Mon troisième point porte sur l'ouverture de nouveaux domaines, notamment celui de la robotique. Nous n'anticipions pas une accélération aussi rapide. Le projet Vulcain de l'armée de Terre prévoyait une évolution assez linéaire, et nous envisagions cette robotisation principalement pour la décennie suivante. Or, l'évolution technologique ces dernières années est telle qu'un objectif que nous situions en en fin de LPM est aujourd'hui plus proche. Il est donc impératif d'accélérer nos efforts et nos investissements dans ce domaine.

Ces surmarches et ressources supplémentaires nous permettent d'avancer significativement sur plusieurs programmes structurants. Vous avez évoqué les feux dans la profondeur, qui constitueront une combinaison entre successeurs du LRU et munitions télé‑opérées.
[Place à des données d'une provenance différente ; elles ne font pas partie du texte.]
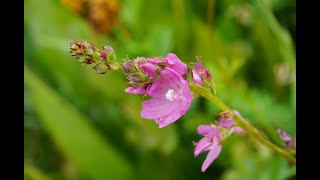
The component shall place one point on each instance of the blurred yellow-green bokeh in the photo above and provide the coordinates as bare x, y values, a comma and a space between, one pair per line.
80, 125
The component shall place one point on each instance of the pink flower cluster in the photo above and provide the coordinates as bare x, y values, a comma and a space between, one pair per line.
162, 80
213, 135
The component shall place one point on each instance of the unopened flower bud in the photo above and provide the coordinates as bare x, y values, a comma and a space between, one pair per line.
201, 75
108, 54
83, 51
129, 67
101, 68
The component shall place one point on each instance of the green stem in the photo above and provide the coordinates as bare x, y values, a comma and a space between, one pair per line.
249, 128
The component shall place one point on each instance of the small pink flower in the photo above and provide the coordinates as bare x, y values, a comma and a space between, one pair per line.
289, 142
141, 90
227, 122
210, 142
200, 74
171, 98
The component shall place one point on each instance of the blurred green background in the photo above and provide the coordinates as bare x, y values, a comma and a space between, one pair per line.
80, 125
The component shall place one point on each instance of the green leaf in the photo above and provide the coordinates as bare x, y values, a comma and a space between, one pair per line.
73, 134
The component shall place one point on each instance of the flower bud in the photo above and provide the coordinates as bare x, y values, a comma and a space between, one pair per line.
101, 68
108, 54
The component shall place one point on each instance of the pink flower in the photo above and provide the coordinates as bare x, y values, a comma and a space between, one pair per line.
171, 98
210, 142
227, 122
289, 142
201, 75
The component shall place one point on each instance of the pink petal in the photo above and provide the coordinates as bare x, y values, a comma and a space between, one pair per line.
196, 77
176, 64
149, 69
212, 155
209, 131
168, 119
155, 61
158, 108
226, 123
169, 80
203, 145
140, 90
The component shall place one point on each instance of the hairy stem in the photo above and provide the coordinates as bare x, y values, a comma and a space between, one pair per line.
249, 128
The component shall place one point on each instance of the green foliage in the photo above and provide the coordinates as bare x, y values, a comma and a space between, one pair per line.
82, 125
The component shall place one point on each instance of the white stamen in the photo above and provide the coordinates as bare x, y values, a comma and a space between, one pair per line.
170, 95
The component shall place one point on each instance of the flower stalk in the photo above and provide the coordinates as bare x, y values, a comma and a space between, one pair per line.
249, 128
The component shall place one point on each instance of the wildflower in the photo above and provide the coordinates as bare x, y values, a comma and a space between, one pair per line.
210, 142
171, 98
225, 120
289, 141
201, 75
142, 72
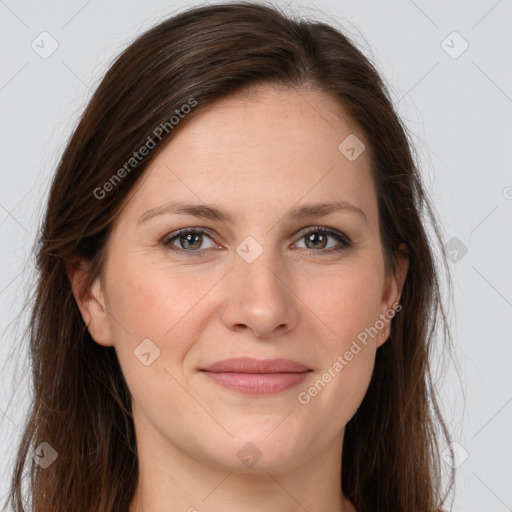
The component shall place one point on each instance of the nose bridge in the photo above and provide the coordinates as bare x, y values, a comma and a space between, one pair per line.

Il s'agit de ma priorité absolue, car dans l'équilibre entre protection et agression, cette dimension de létalité dans la profondeur de l'adversaire tactique – jusqu'à 150 kilomètres environ – revêt une importance capitale. Grâce à ces ressources additionnelles, nous acquerrons des drones qui compenseront le retard des systèmes de drones tactiques (SDT) Patroller, ainsi que des munitions télé-opérées capables de frapper dans cette profondeur du champ de bataille tactique. J’ai l’espoir que nous parviendrons ainsi à résoudre la question cruciale de la frappe dans la profondeur que vous mentionniez. Ces capacités sont urgentes et structurantes pour notre armée.
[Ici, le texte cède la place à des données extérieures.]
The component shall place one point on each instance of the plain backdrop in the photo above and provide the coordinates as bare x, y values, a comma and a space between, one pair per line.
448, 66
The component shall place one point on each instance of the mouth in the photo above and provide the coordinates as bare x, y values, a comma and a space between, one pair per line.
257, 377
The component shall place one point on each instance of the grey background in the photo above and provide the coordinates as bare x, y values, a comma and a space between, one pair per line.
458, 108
Actuellement, la rapidité d'acquisition de ces moyens dépend des dimensions industrielles et de la mise en compétition que vous avez évoquée entre les sociétés Thales/Safran et MBDA/Ariane ainsi que du projet Turgis Gaillard, qui propose une solution alternative. L’acquisition éventuelle de moyens étrangers, alors même que la LPM prévoit une capacité souveraine, reste une option –américaine avec Himars, européenne avec Pulse ou Europulse, voire indienne. Une telle solution étrangère serait envisageable uniquement si elle permettait d'acquérir très rapidement et à moindre coût ces capacités à titre intérimaire, même si toutes les fonctionnalités souhaitées n'étaient pas présentes.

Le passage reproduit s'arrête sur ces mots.